Deworming doesn’t just protect your puppy. It dramatically reduces the number of worm eggs shed into your environment. Fewer eggs in the soil means far less risk for everyone in your household.

Practical Steps to Prevent Transmission

Picking up your puppy’s stool promptly is the single most important thing you can do. Because roundworm eggs need time in soil to become infectious, removing feces within a day or two prevents the eggs from ever reaching the dangerous stage. A survey of dog owners found that 14 percent never disposed of their dog’s feces at all, and in rural areas that number jumped to 33 percent. That habit leaves behind a long-lasting reservoir of parasites, since embryonated eggs can persist in soil for years in areas like gardens, parks, and playgrounds.

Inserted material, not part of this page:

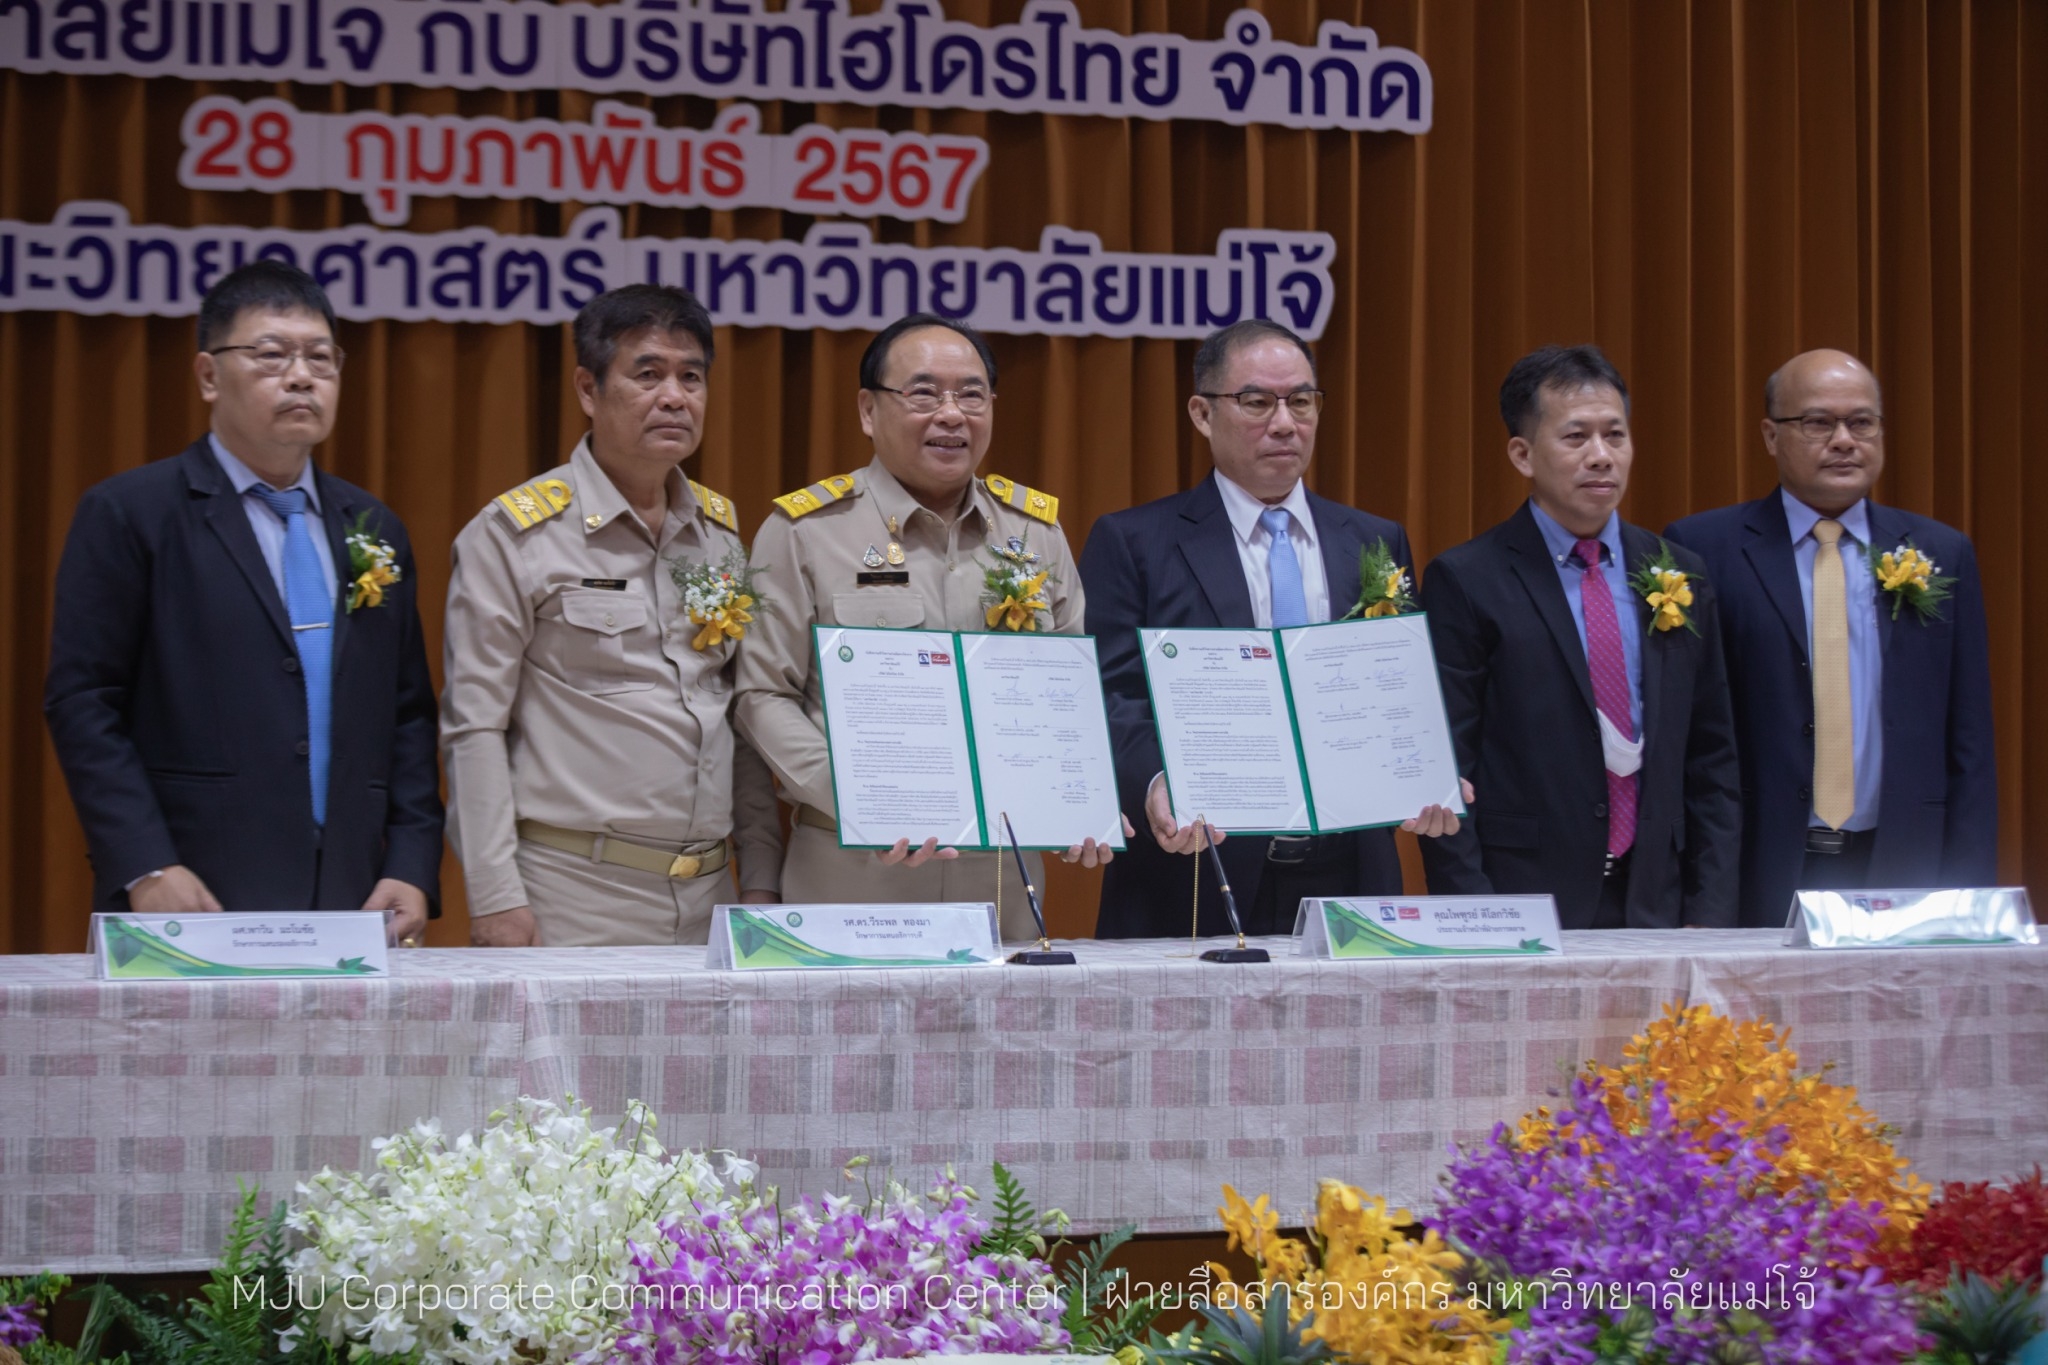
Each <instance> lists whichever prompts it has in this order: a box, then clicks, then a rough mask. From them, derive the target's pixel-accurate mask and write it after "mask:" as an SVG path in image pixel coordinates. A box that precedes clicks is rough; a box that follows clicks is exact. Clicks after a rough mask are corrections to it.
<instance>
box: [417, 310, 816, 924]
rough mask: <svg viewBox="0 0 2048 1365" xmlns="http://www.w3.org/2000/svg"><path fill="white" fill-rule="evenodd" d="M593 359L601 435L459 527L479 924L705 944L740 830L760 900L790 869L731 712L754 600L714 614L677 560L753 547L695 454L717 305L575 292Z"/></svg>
mask: <svg viewBox="0 0 2048 1365" xmlns="http://www.w3.org/2000/svg"><path fill="white" fill-rule="evenodd" d="M575 360H578V368H575V393H578V397H580V399H582V403H584V411H586V413H590V436H588V438H586V440H582V442H580V444H578V446H575V450H573V452H571V454H569V463H567V465H561V467H557V469H553V471H549V473H547V475H543V477H539V479H535V481H532V483H526V485H520V487H516V489H510V491H506V493H502V495H500V497H498V499H494V501H492V503H489V505H487V508H483V512H479V514H477V516H475V520H471V522H469V526H465V528H463V534H461V536H457V540H455V573H453V577H451V581H449V624H446V632H449V643H446V688H444V692H442V698H440V716H442V729H440V739H442V757H444V763H446V772H449V808H451V819H449V839H451V843H453V845H455V853H457V855H459V857H461V860H463V876H465V880H467V886H469V915H471V941H475V943H481V945H504V948H520V945H530V943H547V945H592V943H614V945H635V943H702V941H705V939H707V937H709V929H711V907H713V905H717V902H721V900H727V902H729V900H733V886H735V882H733V872H731V868H729V853H731V851H733V847H735V845H737V857H739V876H741V880H739V886H743V888H745V890H743V892H741V896H739V898H741V900H754V902H762V900H774V898H776V886H778V884H780V874H782V868H780V864H782V837H780V825H778V821H776V806H774V780H772V778H770V774H768V767H766V765H764V763H762V761H760V757H758V755H756V753H754V751H752V749H748V747H745V745H743V743H735V737H733V731H731V726H729V722H727V718H729V710H727V708H729V704H731V696H733V653H735V645H737V641H735V634H737V632H739V630H745V620H743V618H745V604H741V602H733V604H731V608H735V610H727V614H725V618H721V620H719V622H711V620H709V618H707V620H694V618H692V616H690V612H688V610H686V608H684V604H682V589H680V587H678V583H676V567H678V565H680V567H682V569H690V567H702V565H709V567H713V569H717V567H721V565H725V563H727V561H733V567H735V575H737V567H739V565H741V563H743V555H745V553H743V548H741V544H739V534H737V526H739V518H737V512H735V510H733V503H731V501H729V499H725V497H721V495H719V493H713V491H711V489H707V487H705V485H700V483H694V481H690V479H686V477H684V475H682V460H686V458H688V456H690V454H694V452H696V446H698V442H700V440H702V428H705V385H707V377H709V368H711V315H709V313H707V311H705V307H702V305H700V303H698V301H696V299H694V297H690V295H688V293H686V291H682V289H666V287H655V284H629V287H625V289H614V291H612V293H608V295H600V297H598V299H592V301H590V303H588V305H584V309H582V313H578V317H575ZM700 614H702V612H700ZM727 626H737V630H733V632H727Z"/></svg>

Beyond stool cleanup, a few habits make a real difference. Wash your hands after playing with your puppy, after gardening, and before eating. Only 20 percent of dog owners in one survey reported always washing their hands after touching their dog. Don’t let children play in areas where your puppy regularly defecates. Wash homegrown vegetables thoroughly, especially if your puppy has access to the garden. Keep your puppy on flea prevention to eliminate the tapeworm pathway. And wear shoes in the yard, particularly in warm, moist climates where hookworm larvae thrive in soil.

None of this means you should avoid cuddling your puppy. Direct contact like licking and snuggling poses minimal risk compared to the soil-based routes. The combination of timely deworming, consistent stool removal, and basic hand hygiene makes transmission very unlikely.